Les fonctionnaires dévoileront demain les coûts réels du projet qui varient en fonction de la technologie retenue. L'estimation préliminaire de la Ville pour la première phase du projet est de 1,8 milliard $ et comprend les stations Blair à Pré Tunney avec un tunnel au centre-ville.
La différence majeure entre les deux technologies est que le train léger sur rail est hybride et peut intégrer tant des réseaux séparés, c'est-à-dire uniquement destinés au train, que non séparés qui partageant la voie avec les véhicules, les cyclistes et les piétons. Le métro léger ne peut pour sa part pas partager la voie et nécessite la construction de tunnels ou de corridors spéciaux, ce qui le rend plus coûteux et moins sécuritaire.
« Généralement, les coûts du métro léger sont 25 % moins élevés que ceux du train léger sur rail, car sa technologie est plus simple. Il a cependant un coût d'immobilisation plus élevé, car un métro doit fonctionner sur une voie qui ne traverse pas d'autres modes de transport comme une rue ou un passage à niveau pour piétons et cyclistes », dit le directeur municipal d'OC Transpo, Alain Mercier.

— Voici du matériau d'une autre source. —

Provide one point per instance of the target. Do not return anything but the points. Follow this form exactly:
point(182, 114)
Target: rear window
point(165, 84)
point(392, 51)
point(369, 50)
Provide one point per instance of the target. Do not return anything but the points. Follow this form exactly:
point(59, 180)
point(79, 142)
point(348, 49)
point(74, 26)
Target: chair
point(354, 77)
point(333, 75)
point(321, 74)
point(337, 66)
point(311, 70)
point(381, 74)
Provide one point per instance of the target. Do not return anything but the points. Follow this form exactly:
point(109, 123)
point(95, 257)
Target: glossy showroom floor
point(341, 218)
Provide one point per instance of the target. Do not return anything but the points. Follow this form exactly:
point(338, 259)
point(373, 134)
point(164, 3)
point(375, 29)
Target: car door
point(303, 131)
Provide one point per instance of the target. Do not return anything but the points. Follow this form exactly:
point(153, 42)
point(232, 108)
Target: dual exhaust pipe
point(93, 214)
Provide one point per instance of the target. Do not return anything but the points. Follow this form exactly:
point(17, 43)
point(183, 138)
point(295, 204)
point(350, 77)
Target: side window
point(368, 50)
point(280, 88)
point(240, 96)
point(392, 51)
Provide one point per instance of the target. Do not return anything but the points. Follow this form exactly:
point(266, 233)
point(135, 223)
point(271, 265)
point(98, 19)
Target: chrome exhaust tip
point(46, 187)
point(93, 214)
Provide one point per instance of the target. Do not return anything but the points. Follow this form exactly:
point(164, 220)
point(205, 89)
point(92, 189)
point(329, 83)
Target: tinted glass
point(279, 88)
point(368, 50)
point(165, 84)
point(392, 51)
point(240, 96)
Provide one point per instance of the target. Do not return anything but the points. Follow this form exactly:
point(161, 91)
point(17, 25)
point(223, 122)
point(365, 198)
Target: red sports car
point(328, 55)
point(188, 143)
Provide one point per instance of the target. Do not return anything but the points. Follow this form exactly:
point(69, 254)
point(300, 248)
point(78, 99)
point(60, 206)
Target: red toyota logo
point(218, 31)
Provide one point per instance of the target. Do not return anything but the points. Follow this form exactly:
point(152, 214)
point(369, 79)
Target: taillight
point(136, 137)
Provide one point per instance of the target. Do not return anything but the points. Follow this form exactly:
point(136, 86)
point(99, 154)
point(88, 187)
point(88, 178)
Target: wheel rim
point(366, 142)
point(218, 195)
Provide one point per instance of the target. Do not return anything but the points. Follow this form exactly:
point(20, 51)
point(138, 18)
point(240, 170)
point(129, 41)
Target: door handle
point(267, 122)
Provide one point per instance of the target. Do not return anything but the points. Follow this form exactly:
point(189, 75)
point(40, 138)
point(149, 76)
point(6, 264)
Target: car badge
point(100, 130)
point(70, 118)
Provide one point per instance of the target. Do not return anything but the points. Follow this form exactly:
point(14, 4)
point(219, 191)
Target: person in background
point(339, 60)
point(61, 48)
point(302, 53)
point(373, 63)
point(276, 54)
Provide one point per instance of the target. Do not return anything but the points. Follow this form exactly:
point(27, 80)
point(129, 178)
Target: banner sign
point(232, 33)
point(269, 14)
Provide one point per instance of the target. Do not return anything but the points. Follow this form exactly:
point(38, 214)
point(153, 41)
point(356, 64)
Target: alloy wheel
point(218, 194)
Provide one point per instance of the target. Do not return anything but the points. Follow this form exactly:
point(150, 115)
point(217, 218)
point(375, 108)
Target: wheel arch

La directrice municipale adjointe, Nancy Schepers, indique que le train léger sur rail générera des économies annuelles pour la Ville, variant entre 25 millions $ et 100 millions $, en fonction des décisions que prendra le conseil municipal.
Elle assure que le train léger sur rail sera en mesure de répondre à la demande qui dépassera 20 000 passagers à l'heure par direction dans le noyau urbain en 2031.
Une consultation publique aura lieu lundi à l'hôtel de Ville. Le comité prendra une décision le 18 novembre, suivi du conseil au mois de décembre.